1 . A method (20) for filtering and analyzing a noise in an image (1 1 ), the method comprises:

- for each current patch in said image, obtaining (22) similar patches to said current patch, a similar patch being a patch with similar content and in the case where said current patch is a uniform patch, a uniform patch being a patch with uniform content, memorizing (24) said current patch and similar patches to said current patch into a list (25) of uniform patches; and

- obtaining a filtered image (13) by filtering (26) noise in said image from said obtained similar patches;

- obtaining (28) a noise profile for said image from said list (25) of uniform patches.

2. The method according to claim 1 wherein obtaining (22) similar patches to said current patch in the image comprises determining if a distance between said current patch and said similar patch is small..
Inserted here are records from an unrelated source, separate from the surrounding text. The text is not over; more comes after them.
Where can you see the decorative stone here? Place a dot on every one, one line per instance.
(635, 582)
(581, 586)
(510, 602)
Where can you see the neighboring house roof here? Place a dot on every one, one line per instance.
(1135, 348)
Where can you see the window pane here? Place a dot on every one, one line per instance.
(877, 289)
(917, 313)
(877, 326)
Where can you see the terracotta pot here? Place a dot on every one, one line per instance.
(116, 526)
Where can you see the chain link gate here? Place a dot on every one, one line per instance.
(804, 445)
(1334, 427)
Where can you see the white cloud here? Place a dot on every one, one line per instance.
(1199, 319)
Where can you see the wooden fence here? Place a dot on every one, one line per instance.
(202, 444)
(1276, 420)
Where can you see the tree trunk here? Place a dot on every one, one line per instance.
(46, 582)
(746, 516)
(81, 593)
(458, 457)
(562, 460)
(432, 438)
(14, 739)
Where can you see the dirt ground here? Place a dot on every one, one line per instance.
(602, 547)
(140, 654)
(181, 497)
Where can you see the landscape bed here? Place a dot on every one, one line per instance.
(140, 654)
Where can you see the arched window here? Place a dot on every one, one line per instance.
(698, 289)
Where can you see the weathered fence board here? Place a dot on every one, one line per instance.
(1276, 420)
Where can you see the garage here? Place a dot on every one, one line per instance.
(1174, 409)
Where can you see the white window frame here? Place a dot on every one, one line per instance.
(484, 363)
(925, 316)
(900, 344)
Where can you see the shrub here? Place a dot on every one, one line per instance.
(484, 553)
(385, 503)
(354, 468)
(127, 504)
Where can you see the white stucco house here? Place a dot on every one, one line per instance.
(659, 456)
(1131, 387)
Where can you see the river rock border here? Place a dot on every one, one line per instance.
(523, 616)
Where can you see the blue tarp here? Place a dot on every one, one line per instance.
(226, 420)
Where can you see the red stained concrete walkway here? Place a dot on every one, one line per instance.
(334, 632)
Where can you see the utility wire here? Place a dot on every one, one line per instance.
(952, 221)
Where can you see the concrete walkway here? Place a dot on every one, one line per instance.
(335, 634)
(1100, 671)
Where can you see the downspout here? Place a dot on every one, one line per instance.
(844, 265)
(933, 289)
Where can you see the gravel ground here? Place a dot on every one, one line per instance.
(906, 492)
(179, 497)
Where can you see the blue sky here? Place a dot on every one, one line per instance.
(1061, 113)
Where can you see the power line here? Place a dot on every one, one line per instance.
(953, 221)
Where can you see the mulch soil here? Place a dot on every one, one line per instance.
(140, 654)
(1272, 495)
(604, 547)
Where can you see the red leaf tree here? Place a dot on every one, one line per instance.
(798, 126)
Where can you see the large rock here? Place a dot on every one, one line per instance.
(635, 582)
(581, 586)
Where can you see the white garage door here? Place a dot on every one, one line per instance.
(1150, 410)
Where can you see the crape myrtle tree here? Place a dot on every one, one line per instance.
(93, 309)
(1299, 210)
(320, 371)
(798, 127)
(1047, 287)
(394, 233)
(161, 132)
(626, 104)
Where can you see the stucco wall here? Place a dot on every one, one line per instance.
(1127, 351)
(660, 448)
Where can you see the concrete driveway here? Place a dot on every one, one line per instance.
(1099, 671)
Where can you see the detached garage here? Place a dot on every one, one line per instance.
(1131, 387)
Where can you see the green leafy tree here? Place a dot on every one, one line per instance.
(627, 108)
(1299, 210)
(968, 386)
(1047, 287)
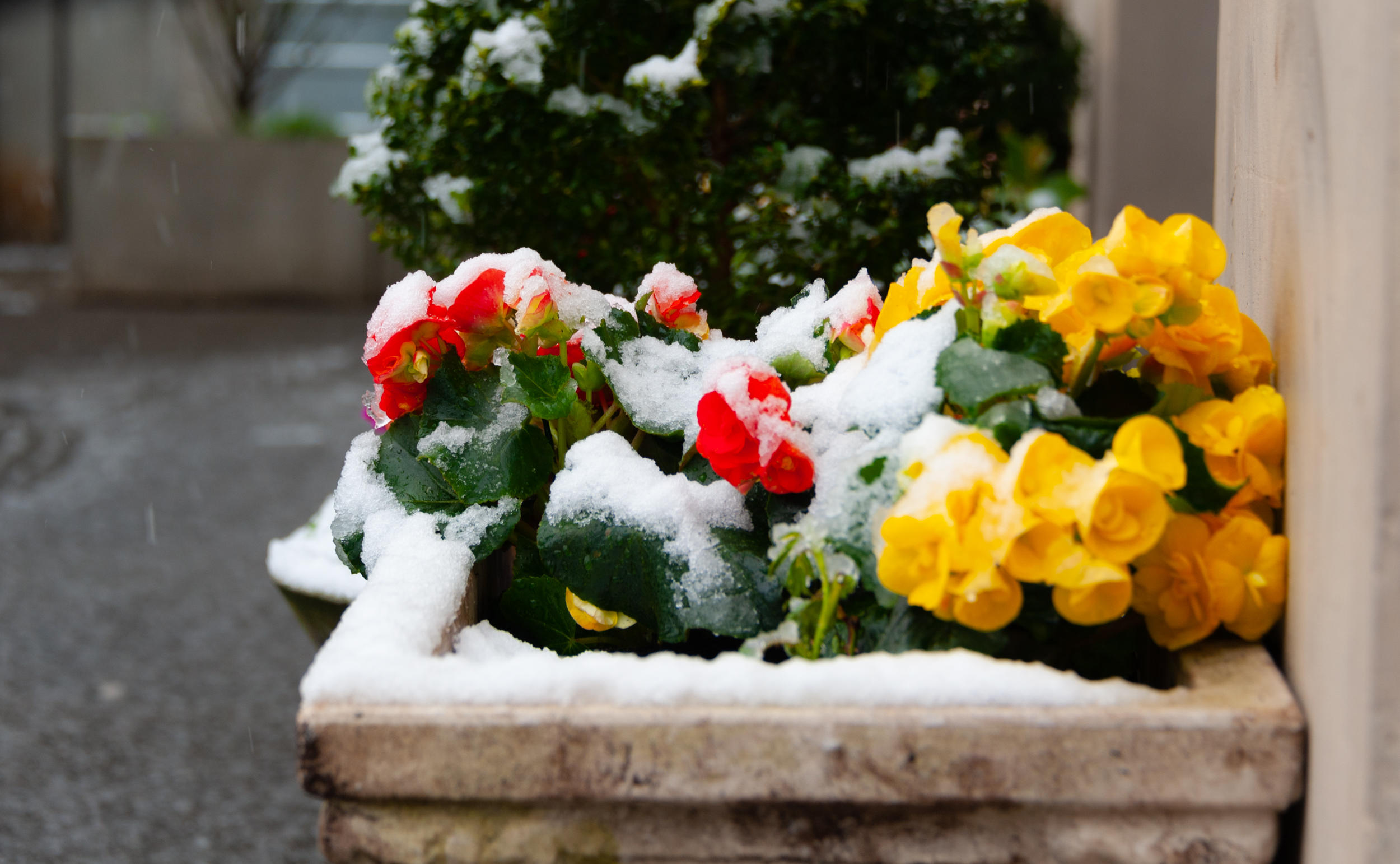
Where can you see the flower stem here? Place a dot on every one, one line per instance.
(561, 445)
(830, 596)
(608, 415)
(1087, 370)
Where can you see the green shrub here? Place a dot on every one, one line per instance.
(514, 124)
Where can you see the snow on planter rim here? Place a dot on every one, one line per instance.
(384, 653)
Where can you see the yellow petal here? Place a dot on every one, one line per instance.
(987, 601)
(1205, 250)
(944, 225)
(1101, 594)
(1150, 448)
(1059, 236)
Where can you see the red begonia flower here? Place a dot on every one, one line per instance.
(474, 301)
(413, 354)
(746, 432)
(576, 349)
(405, 343)
(787, 471)
(853, 310)
(731, 451)
(673, 300)
(401, 398)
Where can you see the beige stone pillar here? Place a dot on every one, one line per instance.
(1306, 181)
(1146, 127)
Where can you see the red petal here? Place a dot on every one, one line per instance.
(787, 471)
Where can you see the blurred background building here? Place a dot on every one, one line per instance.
(167, 152)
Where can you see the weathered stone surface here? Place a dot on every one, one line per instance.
(1192, 778)
(1230, 737)
(676, 834)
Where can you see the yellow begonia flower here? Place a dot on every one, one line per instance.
(1182, 598)
(920, 289)
(1094, 594)
(1183, 253)
(1123, 517)
(916, 560)
(900, 304)
(1040, 554)
(1205, 253)
(1056, 236)
(1107, 303)
(1149, 447)
(1244, 439)
(1253, 365)
(1087, 591)
(1046, 472)
(944, 225)
(1191, 354)
(1245, 551)
(986, 600)
(591, 618)
(1012, 273)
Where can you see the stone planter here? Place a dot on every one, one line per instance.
(1197, 775)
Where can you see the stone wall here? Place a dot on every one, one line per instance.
(1306, 189)
(199, 220)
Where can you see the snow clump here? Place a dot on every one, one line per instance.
(444, 188)
(370, 160)
(930, 161)
(517, 47)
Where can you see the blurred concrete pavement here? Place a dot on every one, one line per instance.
(147, 667)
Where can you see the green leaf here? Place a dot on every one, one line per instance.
(796, 370)
(1091, 434)
(1174, 400)
(615, 331)
(416, 484)
(533, 610)
(1007, 421)
(871, 472)
(625, 569)
(455, 394)
(541, 384)
(1202, 492)
(1038, 342)
(499, 531)
(494, 461)
(913, 629)
(1115, 394)
(516, 461)
(349, 551)
(973, 377)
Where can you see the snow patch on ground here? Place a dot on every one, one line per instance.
(306, 560)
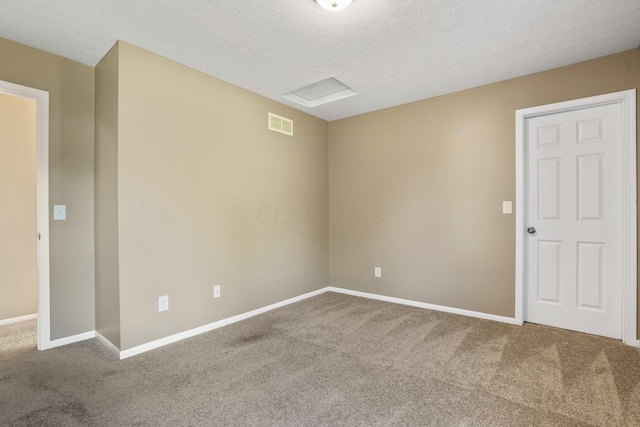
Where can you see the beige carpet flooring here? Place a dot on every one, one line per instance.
(332, 360)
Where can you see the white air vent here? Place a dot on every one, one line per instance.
(280, 124)
(320, 93)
3. The method according to any of claims 1 to 2 wherein said current patch is a uniform patch in the case where a variance of said current patch is low.
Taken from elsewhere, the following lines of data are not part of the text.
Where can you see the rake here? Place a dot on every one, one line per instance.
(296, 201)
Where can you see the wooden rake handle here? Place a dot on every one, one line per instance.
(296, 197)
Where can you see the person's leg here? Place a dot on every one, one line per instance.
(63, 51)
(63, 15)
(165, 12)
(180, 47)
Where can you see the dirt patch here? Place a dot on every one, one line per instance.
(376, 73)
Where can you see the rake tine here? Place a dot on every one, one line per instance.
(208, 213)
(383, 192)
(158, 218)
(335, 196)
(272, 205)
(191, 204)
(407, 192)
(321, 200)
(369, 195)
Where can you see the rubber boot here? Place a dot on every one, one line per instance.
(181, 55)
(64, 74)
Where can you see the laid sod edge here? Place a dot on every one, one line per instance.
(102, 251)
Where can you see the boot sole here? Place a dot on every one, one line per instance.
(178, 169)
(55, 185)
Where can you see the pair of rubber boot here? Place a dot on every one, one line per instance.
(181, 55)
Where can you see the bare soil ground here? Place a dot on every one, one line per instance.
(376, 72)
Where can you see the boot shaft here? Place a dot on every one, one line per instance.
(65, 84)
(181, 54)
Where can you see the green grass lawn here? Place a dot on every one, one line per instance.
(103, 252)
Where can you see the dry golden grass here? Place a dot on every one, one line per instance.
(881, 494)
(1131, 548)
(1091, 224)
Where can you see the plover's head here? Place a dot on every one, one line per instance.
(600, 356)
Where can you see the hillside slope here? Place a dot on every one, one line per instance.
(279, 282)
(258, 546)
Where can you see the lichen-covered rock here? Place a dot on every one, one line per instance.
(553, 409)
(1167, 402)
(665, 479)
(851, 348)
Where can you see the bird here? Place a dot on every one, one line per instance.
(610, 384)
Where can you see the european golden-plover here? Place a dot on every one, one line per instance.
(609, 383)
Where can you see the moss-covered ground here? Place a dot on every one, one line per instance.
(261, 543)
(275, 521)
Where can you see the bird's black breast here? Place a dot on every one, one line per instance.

4. The method according to any of claims 1 to 3, wherein memorizing (24) said current patch and similar patches to said current patch into a list (25) of uniform patches comprises adding, to said list of uniform patches, a patch among said current patch and said similar patches to said current patch that is not comprised in said list of uniform patches.
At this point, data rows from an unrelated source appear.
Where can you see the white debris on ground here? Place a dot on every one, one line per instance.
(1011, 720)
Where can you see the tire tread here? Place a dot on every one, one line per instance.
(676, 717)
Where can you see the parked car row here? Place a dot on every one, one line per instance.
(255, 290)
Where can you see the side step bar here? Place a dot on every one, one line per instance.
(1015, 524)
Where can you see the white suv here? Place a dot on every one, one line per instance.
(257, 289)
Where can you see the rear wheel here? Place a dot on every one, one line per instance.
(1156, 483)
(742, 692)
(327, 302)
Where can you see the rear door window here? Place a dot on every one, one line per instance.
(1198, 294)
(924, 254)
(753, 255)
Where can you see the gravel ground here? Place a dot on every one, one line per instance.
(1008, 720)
5. The method according to any of claims 1 to 4 wherein said list (25) of uniform patches comprises a location of a pixel such that a uniform patch is centered on said pixel.

6. The method according to any of claims 1 to 5 wherein said list (25) of uniform patches further comprises the mean value of a uniform patch.

7. The method according to any of claims 1 to 6, wherein the noise is film grain noise.

8. The method according to any of claims 1 to 7, wherein each current patch of said image is obtained for a patch being centered on each pixel of the pixels of said image.

9. An apparatus (100) configured to filter and analyze a noise in an image, the apparatus (100) comprising at least one processor (1 10) and a memory (120) coupled to the at least one processor, the at least one processor being configured to:

- Obtain, for each current patch in said image, similar patches in said image, a similar patch being a patch with similar content; and memorize in the case where said current patch is a uniform patch, a uniform patch being a patch with uniform content, said current patch and similar patches to said current patch into a list of uniform patches in said memory (120); and

- obtain a filtered image by filtering noise in said image from said similar patches;

- obtain a noise profile for said image from said list of uniform patches.

10. An apparatus (100) configured to filter and analyze a noise in an image, the apparatus (100) comprising:

- means for obtaining, for each current patch in said image, similar patches in the image to said current patch, a similar patch being a patch with similar content and means for memorizing said current patch and similar patches to said current patch into a list of uniform patches in the case where said current patch is a uniform patch, a uniform patch being a patch with uniform content; and

- means for filtering noise in said image from said similar patches resulting in a filtered image;

- means for obtaining a noise profile for said image from said list of patches.

1 1 . A computer program product comprising program code instructions to execute of the steps of the method according to any of claims 1 to 8 when this program is executed on a computer.

12. A processor readable medium having stored therein instructions for causing a processor to perform at least the steps of the method according to any of claims 1 to 8.